Nessa publicação caberá já certamente a história atribulada da criação do Museu das Marionetas do Porto, um projecto de João Paulo Seara Cardoso que só seria concretizado depois da sua morte. Em Fevereiro de 2013, o equipamento era finalmente inaugurado num edifício alugado na Rua das Flores. “O João Paulo foi muito visionário ao apostar naquela rua, muito antes de se sonhar que ela viria a ser pedonal e uma das artérias mais procuradas na cidade”, nota Isabel Barros. Nesse espaço alugado em 2002, o TMP instalou o seu museu, que desde o início se quis "assumidamente de autor”, realça a directora.

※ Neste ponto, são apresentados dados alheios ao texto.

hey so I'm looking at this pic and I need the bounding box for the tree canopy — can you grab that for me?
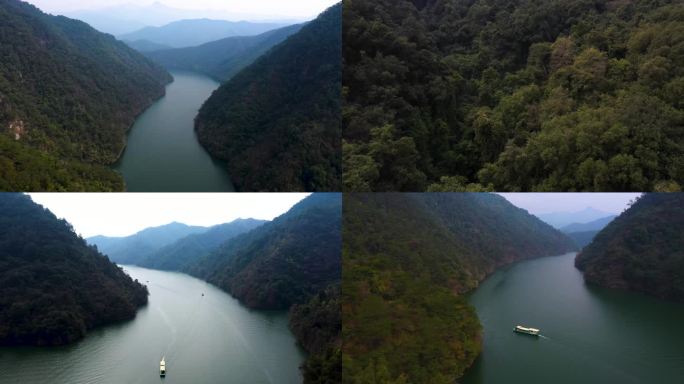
[343,0,684,192]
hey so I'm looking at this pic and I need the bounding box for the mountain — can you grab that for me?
[87,222,208,265]
[576,194,684,301]
[566,230,600,249]
[0,0,171,191]
[0,194,148,346]
[124,39,172,53]
[343,0,684,191]
[195,4,342,192]
[145,24,303,81]
[119,19,288,48]
[140,219,266,271]
[343,193,576,382]
[67,2,298,36]
[184,193,342,382]
[561,215,616,233]
[538,208,616,229]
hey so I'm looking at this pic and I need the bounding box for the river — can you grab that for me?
[461,252,684,384]
[114,71,235,192]
[0,266,305,384]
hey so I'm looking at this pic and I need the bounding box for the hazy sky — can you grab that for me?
[29,193,309,238]
[24,0,338,18]
[498,193,643,215]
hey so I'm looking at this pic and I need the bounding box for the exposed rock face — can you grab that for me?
[9,120,26,140]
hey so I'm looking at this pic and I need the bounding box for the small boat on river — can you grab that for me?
[160,357,166,377]
[514,325,540,336]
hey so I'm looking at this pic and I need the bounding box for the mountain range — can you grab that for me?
[195,3,342,192]
[145,24,303,80]
[0,194,148,346]
[343,193,576,382]
[120,19,289,49]
[538,207,617,229]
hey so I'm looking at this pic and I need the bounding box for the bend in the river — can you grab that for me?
[114,71,235,192]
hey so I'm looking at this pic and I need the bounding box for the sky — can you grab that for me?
[29,193,309,238]
[498,193,643,215]
[23,0,338,18]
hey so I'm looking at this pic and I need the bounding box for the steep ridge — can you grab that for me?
[145,24,303,81]
[0,0,171,190]
[576,193,684,301]
[184,193,342,382]
[87,222,208,265]
[140,219,266,271]
[195,3,342,192]
[0,194,148,346]
[343,193,576,383]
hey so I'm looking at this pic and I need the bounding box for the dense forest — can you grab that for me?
[343,0,684,192]
[0,194,148,346]
[184,193,342,382]
[195,4,342,192]
[145,24,303,81]
[576,193,684,301]
[343,193,576,383]
[0,0,171,191]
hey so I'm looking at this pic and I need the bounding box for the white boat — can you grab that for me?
[514,325,540,336]
[160,357,166,377]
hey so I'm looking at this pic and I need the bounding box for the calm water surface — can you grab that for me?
[115,71,235,191]
[0,266,304,384]
[462,253,684,384]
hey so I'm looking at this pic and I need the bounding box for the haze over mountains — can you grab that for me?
[120,19,290,49]
[63,2,303,35]
[145,24,303,80]
[538,207,617,229]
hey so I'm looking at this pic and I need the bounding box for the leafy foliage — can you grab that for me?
[145,24,303,81]
[576,193,684,301]
[290,285,342,384]
[0,194,148,346]
[343,193,576,383]
[0,0,171,191]
[195,4,342,192]
[343,0,684,191]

“Abrir o museu foi um grande esforço pessoal e da companhia, de modo a completarmos o sonho do João Paulo”, recorda Isabel Barros. Passado o período, também difícil, das obras na rua, e com a progressiva afluência de turistas à cidade, depressa o museu se tornou um lugar de passagem (e entrada) natural para os visitantes, de tal modo que, das quase 17.500 visitas que registou em 2016, mais de metade eram de turistas estrangeiros.

Mas foi também o aumento exponencial do turismo na Baixa que levou à sua “expulsão” da Rua das Flores, quando o proprietário decidiu vender o edifício. “Tínhamos [direito de] preferência na compra, mas não pudemos fazê-lo, porque os encargos estrangulariam a companhia”, nota Isabel Barros. Daí a opção por regressar às origens, à Rua de Belomonte, onde o antigo armazém ao lado do pequeno teatro de bolso do TMP foi esvaziado e transformado – novamente com desenho do arquitecto José Gigante, o mesmo autor do pequeno teatro e do espaço na Rua das Flores – no novo museu.

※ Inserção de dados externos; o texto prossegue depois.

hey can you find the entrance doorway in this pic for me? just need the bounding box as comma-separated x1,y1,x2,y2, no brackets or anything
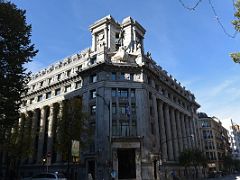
118,148,136,179
87,160,95,179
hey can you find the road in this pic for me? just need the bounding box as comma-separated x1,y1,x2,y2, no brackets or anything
207,174,240,180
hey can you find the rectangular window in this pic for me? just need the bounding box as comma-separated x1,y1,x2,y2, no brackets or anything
65,85,71,92
37,95,43,102
77,65,82,71
39,81,43,87
119,104,126,115
55,88,61,96
111,72,116,80
32,84,35,90
130,73,134,81
118,88,128,98
75,81,82,89
90,56,96,65
90,105,96,115
66,69,71,77
90,74,97,83
57,73,61,81
120,73,125,80
48,78,52,85
147,76,151,85
46,92,51,99
30,98,34,104
112,88,117,97
131,103,136,114
149,92,152,99
90,89,96,99
131,89,135,98
112,103,117,114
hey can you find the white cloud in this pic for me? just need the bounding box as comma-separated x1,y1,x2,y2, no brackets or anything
193,76,240,127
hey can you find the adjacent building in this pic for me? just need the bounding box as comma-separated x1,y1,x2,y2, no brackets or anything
230,120,240,160
2,16,201,180
197,114,230,172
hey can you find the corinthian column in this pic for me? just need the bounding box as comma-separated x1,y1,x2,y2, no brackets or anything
157,100,167,161
164,104,174,161
37,107,46,163
170,107,179,160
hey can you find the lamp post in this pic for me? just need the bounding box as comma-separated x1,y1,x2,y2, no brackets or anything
95,93,112,179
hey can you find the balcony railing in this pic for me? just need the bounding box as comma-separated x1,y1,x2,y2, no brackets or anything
112,124,137,137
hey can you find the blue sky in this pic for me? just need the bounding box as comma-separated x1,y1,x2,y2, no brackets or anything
11,0,240,129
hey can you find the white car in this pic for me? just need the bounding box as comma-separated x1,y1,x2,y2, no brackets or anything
31,173,67,180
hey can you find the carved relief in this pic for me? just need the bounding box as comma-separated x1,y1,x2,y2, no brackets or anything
96,31,105,50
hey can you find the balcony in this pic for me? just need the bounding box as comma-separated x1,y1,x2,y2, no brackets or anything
112,124,137,137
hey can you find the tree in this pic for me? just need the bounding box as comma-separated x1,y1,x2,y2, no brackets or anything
57,96,92,178
231,0,240,63
191,149,207,178
223,155,234,172
179,149,193,177
0,1,37,178
179,149,207,178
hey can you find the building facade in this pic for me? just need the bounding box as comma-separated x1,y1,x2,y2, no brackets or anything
230,120,240,160
197,115,230,172
3,16,201,180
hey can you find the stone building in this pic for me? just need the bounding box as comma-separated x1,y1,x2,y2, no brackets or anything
3,16,200,179
230,120,240,160
197,115,230,172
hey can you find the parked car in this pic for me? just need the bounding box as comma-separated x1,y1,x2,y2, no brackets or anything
31,172,67,180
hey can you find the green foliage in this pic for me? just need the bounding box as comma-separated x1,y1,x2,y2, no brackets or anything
222,155,240,172
8,113,33,158
0,1,37,177
179,148,207,167
231,0,240,63
230,52,240,63
223,155,234,171
179,149,192,167
233,0,240,32
57,97,92,161
0,1,38,147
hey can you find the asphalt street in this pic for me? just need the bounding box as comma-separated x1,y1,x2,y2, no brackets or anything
207,174,240,180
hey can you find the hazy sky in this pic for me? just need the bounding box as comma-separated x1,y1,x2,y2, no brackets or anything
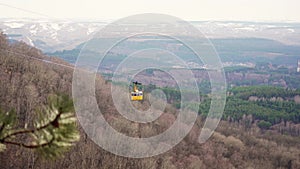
0,0,299,21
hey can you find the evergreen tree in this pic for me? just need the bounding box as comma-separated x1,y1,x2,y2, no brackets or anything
0,94,80,159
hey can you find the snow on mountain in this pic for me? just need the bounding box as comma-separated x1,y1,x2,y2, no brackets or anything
4,22,24,28
25,36,34,46
0,19,299,52
0,19,107,52
193,21,300,45
87,26,98,35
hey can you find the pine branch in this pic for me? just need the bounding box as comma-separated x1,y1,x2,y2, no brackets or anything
0,123,5,133
0,109,65,142
0,94,80,159
1,136,55,148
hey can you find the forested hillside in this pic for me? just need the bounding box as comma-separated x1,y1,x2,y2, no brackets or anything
0,32,300,169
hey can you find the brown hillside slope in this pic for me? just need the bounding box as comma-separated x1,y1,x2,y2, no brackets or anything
0,32,300,169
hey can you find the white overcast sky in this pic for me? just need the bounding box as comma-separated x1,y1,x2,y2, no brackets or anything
0,0,299,22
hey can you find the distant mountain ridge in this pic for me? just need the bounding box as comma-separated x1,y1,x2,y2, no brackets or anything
48,37,300,67
1,19,300,52
0,18,107,52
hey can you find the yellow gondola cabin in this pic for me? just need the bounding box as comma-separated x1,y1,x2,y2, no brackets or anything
131,81,143,101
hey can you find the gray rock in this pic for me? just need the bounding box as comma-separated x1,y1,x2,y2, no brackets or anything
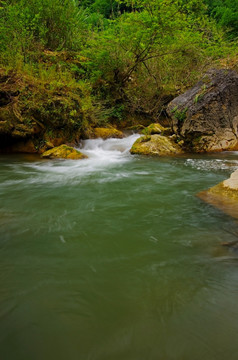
167,69,238,152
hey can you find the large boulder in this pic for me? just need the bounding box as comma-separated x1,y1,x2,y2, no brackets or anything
130,134,183,156
198,169,238,220
41,145,88,160
167,69,238,152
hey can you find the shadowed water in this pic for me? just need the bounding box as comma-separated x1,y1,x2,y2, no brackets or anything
1,135,238,360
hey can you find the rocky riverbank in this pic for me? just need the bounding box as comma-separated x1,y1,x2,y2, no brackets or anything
129,68,238,157
1,67,238,157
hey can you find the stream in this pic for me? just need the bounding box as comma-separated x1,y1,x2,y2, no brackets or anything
1,134,238,360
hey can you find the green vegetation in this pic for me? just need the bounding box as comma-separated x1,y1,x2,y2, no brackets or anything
194,84,207,103
205,0,238,39
0,0,237,149
171,107,188,124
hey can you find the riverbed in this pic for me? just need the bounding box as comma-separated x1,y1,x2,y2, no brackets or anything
1,134,238,360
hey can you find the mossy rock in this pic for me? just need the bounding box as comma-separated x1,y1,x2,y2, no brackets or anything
198,169,238,219
91,127,124,139
0,67,98,152
126,124,145,131
141,123,171,136
130,134,183,156
41,144,87,160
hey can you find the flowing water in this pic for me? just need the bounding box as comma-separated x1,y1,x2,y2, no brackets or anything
1,134,238,360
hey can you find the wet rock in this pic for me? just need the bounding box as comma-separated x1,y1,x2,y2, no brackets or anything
167,69,238,152
130,134,183,156
198,169,238,219
41,145,88,160
43,133,66,148
0,68,93,153
11,140,38,153
90,127,124,139
141,123,171,136
37,140,55,154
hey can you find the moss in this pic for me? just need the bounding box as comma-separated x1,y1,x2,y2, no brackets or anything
208,183,238,200
0,67,100,151
141,123,171,136
198,180,238,220
130,134,183,156
193,85,208,104
41,144,88,160
202,75,212,84
198,168,238,220
174,108,188,123
90,127,124,139
126,124,145,131
140,135,151,143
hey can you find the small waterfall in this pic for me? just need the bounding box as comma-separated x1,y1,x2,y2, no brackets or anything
80,133,141,165
1,134,141,186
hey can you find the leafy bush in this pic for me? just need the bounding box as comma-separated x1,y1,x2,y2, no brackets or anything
81,0,227,117
0,0,237,137
0,0,87,63
205,0,238,39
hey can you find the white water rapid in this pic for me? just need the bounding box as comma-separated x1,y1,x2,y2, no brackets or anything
4,134,238,190
80,133,140,165
2,134,141,187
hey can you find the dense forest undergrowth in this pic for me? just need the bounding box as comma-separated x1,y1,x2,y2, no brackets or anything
0,0,238,152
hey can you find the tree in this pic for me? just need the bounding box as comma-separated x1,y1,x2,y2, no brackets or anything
0,0,87,60
79,0,131,18
83,0,223,117
205,0,238,39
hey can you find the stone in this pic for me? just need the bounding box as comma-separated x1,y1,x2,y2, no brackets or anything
141,123,171,136
198,169,238,219
130,134,183,156
223,170,238,190
126,124,145,131
90,127,124,139
41,144,88,160
167,69,238,152
37,141,55,154
11,140,37,153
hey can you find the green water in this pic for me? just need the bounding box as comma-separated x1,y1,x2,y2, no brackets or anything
1,136,238,360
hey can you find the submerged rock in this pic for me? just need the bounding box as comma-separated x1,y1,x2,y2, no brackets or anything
167,69,238,152
41,144,87,160
198,169,238,219
130,134,183,156
141,123,171,136
90,127,124,139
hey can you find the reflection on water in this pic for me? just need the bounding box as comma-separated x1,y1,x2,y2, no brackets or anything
1,136,238,360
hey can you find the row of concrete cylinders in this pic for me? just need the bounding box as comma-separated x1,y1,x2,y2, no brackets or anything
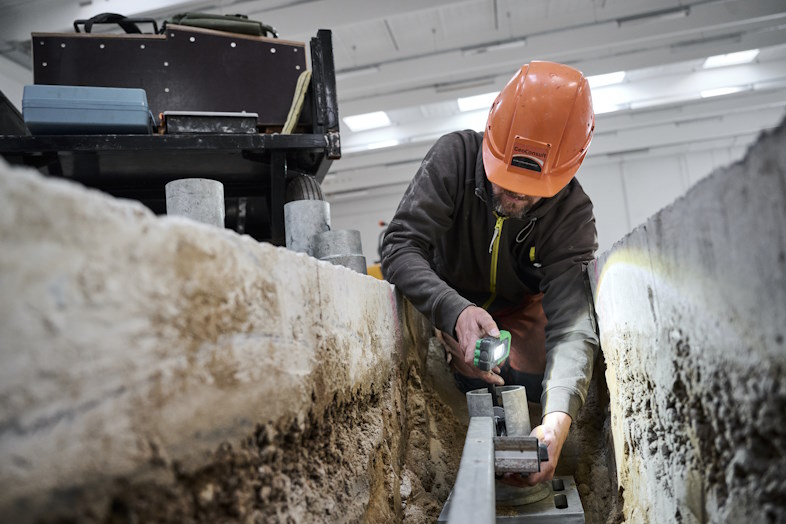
164,178,366,274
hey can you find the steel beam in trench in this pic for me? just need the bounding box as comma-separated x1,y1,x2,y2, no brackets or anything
447,416,496,524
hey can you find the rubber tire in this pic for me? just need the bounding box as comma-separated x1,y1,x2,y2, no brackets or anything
286,173,324,202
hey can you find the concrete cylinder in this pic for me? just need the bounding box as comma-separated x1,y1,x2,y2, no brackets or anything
165,178,225,228
320,254,367,275
499,385,531,436
284,200,331,256
313,229,363,259
466,388,494,418
313,230,366,274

É aqui que o TMP agora “conta” a sua história, em dois pisos onde, simultaneamente, recorda algumas produções clássicas da companhia e de João Paulo Seara Cardoso – Teatro Dom Roberto e Miséria (1991) – em paralelo com vitrinas onde vão sendo actualizadas outras evocações da intensa vida do colectivo: actualmente, podem aí ser admirados as marionetas de produções como Máquina-Hamlet (1997), Exit (1998), Nada ou o Silêncio de Beckett (1999), Macbeth (2001), O Polegarzinho (2002)... Ou os simpáticos pinguins e pelicanos de História da Praia Grande (2003), que agora decoram a montra para a rua, com que o TMP se aprontou para a quadra do Natal também como uma forma de se associar à vivência de bairro que sempre foi (também) fonte inspiradora das criações de João Paulo Seara Cardoso.

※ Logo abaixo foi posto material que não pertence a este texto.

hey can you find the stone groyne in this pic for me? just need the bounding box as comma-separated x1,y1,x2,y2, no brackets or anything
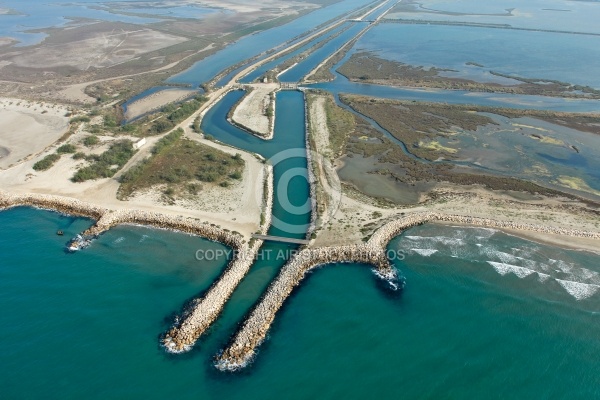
161,165,274,352
0,191,106,220
368,212,600,249
82,209,243,249
0,190,249,250
215,243,394,371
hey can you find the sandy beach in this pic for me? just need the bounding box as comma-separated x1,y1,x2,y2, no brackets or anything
0,98,70,169
0,112,266,238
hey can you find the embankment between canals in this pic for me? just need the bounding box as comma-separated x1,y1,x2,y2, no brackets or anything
215,211,600,370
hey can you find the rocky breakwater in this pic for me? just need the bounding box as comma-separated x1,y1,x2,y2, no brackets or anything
215,242,394,371
82,209,243,248
369,211,600,249
0,190,107,220
162,166,274,352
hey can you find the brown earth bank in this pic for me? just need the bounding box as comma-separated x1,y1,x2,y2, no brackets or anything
338,52,600,99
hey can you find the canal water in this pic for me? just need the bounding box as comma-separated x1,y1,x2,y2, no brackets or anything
166,0,376,87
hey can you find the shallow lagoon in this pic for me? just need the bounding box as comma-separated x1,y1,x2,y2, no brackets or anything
448,114,600,197
0,0,165,46
349,23,600,89
385,0,600,34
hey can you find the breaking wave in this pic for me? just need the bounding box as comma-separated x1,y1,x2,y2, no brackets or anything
410,248,438,257
400,225,600,301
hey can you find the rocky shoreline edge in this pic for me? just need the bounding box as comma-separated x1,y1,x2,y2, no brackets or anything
214,211,600,370
0,190,245,249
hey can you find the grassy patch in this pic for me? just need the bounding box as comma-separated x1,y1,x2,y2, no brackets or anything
123,95,207,137
83,135,99,147
323,94,354,158
118,131,244,199
72,140,135,182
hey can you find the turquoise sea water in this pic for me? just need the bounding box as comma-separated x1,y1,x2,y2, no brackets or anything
2,209,600,399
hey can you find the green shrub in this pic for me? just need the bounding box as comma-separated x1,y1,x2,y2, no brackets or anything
149,119,174,134
57,144,76,154
83,135,99,147
33,154,61,171
72,152,86,160
69,116,90,124
187,183,201,194
103,115,117,128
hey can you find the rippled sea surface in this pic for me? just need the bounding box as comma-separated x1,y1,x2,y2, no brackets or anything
2,208,599,399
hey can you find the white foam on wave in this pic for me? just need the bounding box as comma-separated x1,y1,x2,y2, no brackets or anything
411,248,438,257
555,279,600,300
487,261,535,279
537,272,551,283
113,236,125,244
549,259,574,274
404,235,464,246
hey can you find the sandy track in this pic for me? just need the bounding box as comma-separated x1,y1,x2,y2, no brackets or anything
231,84,277,137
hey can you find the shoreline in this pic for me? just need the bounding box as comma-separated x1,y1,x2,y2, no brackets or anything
435,221,600,256
0,190,244,248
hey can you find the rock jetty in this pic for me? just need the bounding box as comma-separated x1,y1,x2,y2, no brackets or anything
82,209,243,249
215,210,600,370
161,165,274,352
215,242,394,371
0,190,106,220
368,211,600,249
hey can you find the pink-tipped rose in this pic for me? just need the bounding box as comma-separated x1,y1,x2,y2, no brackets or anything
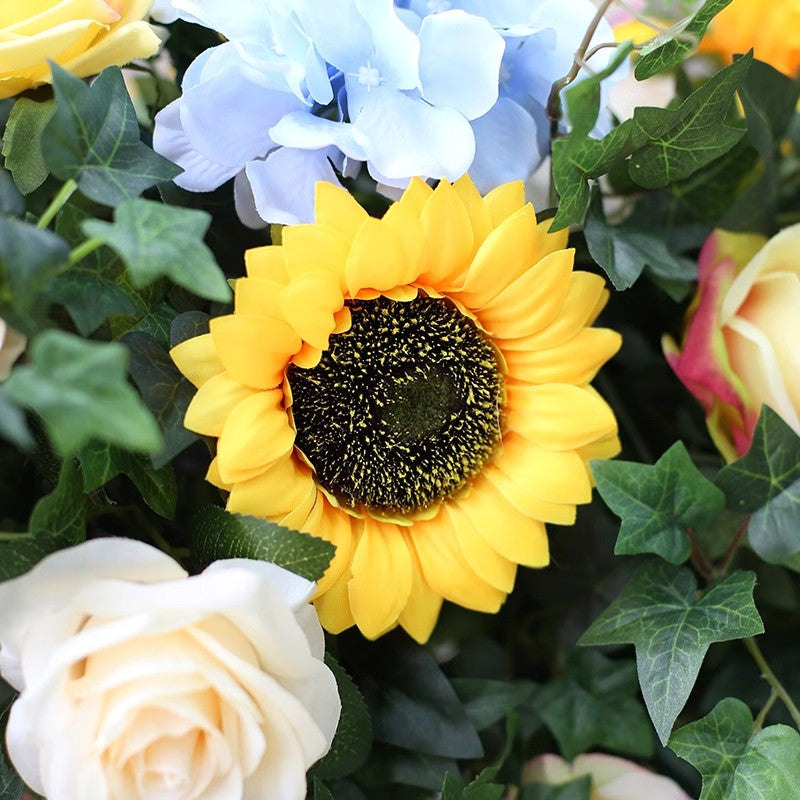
663,225,800,461
523,753,692,799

“Nunca perdemos o sentido das nossas origens, mesmo quando apostamos num trabalho de investigação e experimentação muito grande, que nos permite sempre introduzir coisas novas e actualizar as peças quando fazemos reposições”, diz Isabel Barros, que em 2016 criou Como um Carrossel a partir de um original escrito e encenado dez anos antes por Seara Cardoso e o dedicou às filhas de ambos.